I have a big number of IPv4 5-tuple rules, every rule corresponds to some action. I need to find all matched rules and perform all tied actions.
The search time greatly affects overall system performance, so I can't just scan all rules. ACL is based on multi-bit tries and provides great performance, so I'm looking for nearly the same performance with the ability to find all matches within a single request. 

ср, 24 нояб. 2021 г. в 18:20, Dmitry Kozlyuk <dmitry.kozliuk@gmail.com>:
2021-11-24 11:06 (UTC+0100), Steffen Weise:
> > Hi folks!
> >
> > I'm using DPDK's ACL library to classify incoming packets by IPv4 5 tuple
> > match (src address, dst address, src port, dst port, protocol). Right now
> > it is possible to find only the best match based on the rule's priority.
> > Is there any way (maybe a custom patch for the ACL library exists?) to
> > find all matches in a single request? Decreased performance and even some
> > false-positive matches are acceptable.
> > It could be a big number of matches so using categories is not an option.
> >
> > Thanks,
> > Dmitriy Stepanov
> > 
>
> Hi,
>
> I have the very same question. Such a mechanism would help me in my
> applications.

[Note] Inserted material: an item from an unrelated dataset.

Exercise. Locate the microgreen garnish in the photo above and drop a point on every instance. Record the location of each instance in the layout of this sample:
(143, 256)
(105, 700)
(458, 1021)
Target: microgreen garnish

Currently I go for lookup on multiple separate tables.
>
> Cheers,
> Steffen Weise

Hi,

I wonder what is the original problem you're solving.

A set of IPv4 5-tuple rules can be viewed as a set of regular expressions:

ACL:    src 1.1.1.0/24 dst 2.2.2.2/32 sport any dport 0x0035 proto tcp
Regex:  ^\x01\x01\x01.\x02\x02\x02\x02..\x00\x35\x06$

Here, "." stands for "any byte".
For masks/ranges not aligned on 8 bits regex ranges can be used, e.g.:

ACL:    sport 100-200
        # this one is easy, just one byte varies
Regex:  \x00[\x64-\xC8]

ACL:    sport 200-300
        # this one is hard, needs an algorithm to transform
        # 200-300 => 200-255,256-300 => 0xC8-0xFF,0x0100-0x012C
Regex:  (?:\x00[\xC8-xFF]|\x01[\x00-\x2C])

ACL:    src 192.0.2.64/26
        # this one is easy, there are also hard examples like above
Regex:  \xC0\x00\x02[\x40-\x7F]

IIUC, you need all matching expressions for every packet,
which is represented as a 4+4+2+2+1 byte "string".
This is exactly what Hyperscan library does, for example:
http://intel.github.io/hyperscan/dev-reference/runtime.html

There is now regexdev in DPDK,
take a look at it, maybe it will suit your needs and HW.